Raman Analysis of Cysteine Thiols in Proteins

Stephen W. Raso
(in collaboration with Prof. George J. Thomas, Jr., University of Missouri-Kansas City)

Many proteins contain cysteine residues which are not involved in active sites, ligand binding or disulfide bonds. S-H stretching vibrations generate characteristic Raman bands, which are highly dependent on the environment of the sulfhydryl proton, and represent a valuable method for examining S-H interactions under physiological conditions (1). For the trimeric tailspike protein from bacteriophage P22, all eight cysteine residues (per monomer) are reduced in the native trimer, yet a subset facilitates proper subunit folding and assembly (2). Raman spectroscopy of the tailspike resolves the S-H region of the spectrum into multiple bands, indicating sulfhydryls in several environments (Fig. 1).

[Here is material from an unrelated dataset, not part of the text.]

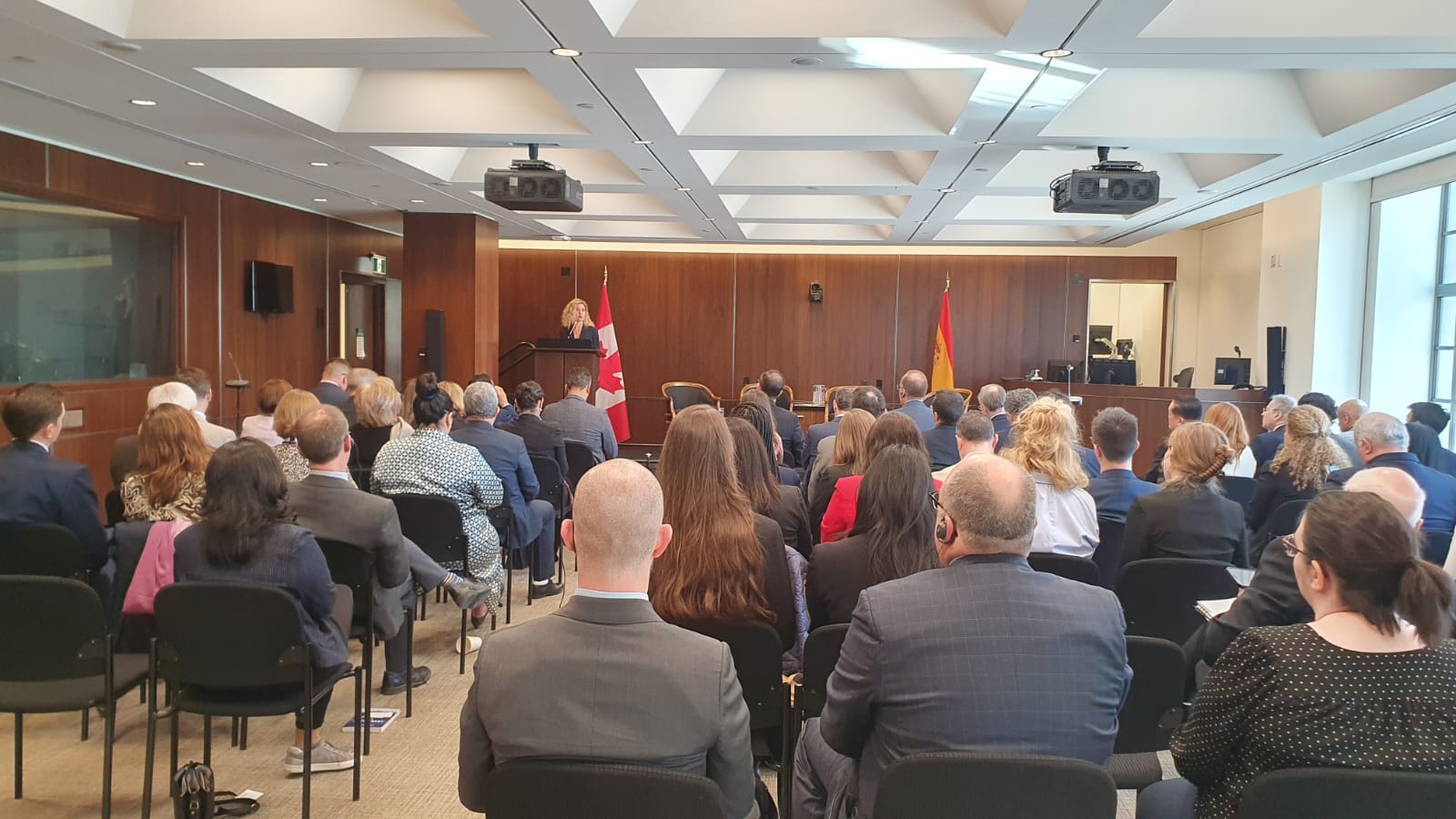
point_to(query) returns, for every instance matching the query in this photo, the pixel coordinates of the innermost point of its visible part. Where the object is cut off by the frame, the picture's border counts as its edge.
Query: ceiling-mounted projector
(1107, 187)
(531, 184)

Some of the tailspike S-H bands are at extremely low wavenumbers; the band corresponding to one S-H vibration is at 2530 cm-1, a frequency lower than any reported previously. The complex band pattern in this region is diagnostic of the native folded tailspike protein. The Raman spectra of eight Cys to Ser mutant proteins have been analyzed permitting the identification of the specific contribution from each cysteine sulfhydryl to the various S-H bands (Fig. 2).

In addition, the hydrogen bonding environment of each of the eight tailspike cysteines was elucidated (Table 1). Raman spectroscopy provides H-bonding information about the native solution-state of a protein, unlike X-ray crystallographic methods wherein H-bonding interactions are inferred by the interatomic distances of potential H-bond donors and acceptors in the crystalline state.

Table 1: H-bonding Environment of Each Tailspike Cysteine Thiol

Cysteine Residue	Raman band (cm-1)	Proposed H-bonding Strength
169	2565	Moderately Strong
267	2550 (90%) 2585 (10%)	Strong Weak/Acceptor
287	2550 (63%) 2585 (37%)	Strong Weak/Acceptor
290	2585	Weak/Acceptor
458	2550	Strong
496	2585	Weak/Acceptor
a613	2530	Very Strong
635	2576	Moderately Weak

^aThe 2530 cm-1 Raman marker of Cys 613 represents the strongest S-H--X hydrogen bond observed for a cysteine or model thiol in solution.

These techniques can be applied to other proteins to study the specific roles cysteine residues in protein structure and function. In addition, S-H Raman markers may be used to probe changes in protein conformation and cysteine oxidation.

References

1. Li, H. & Thomas, G.J., Jr. (1991) J. Am. Chem. Soc. 113, 456-462.

2. Robinson, A.S. & King, J. (1997) Nature Struct. Biol. 4, 450-455.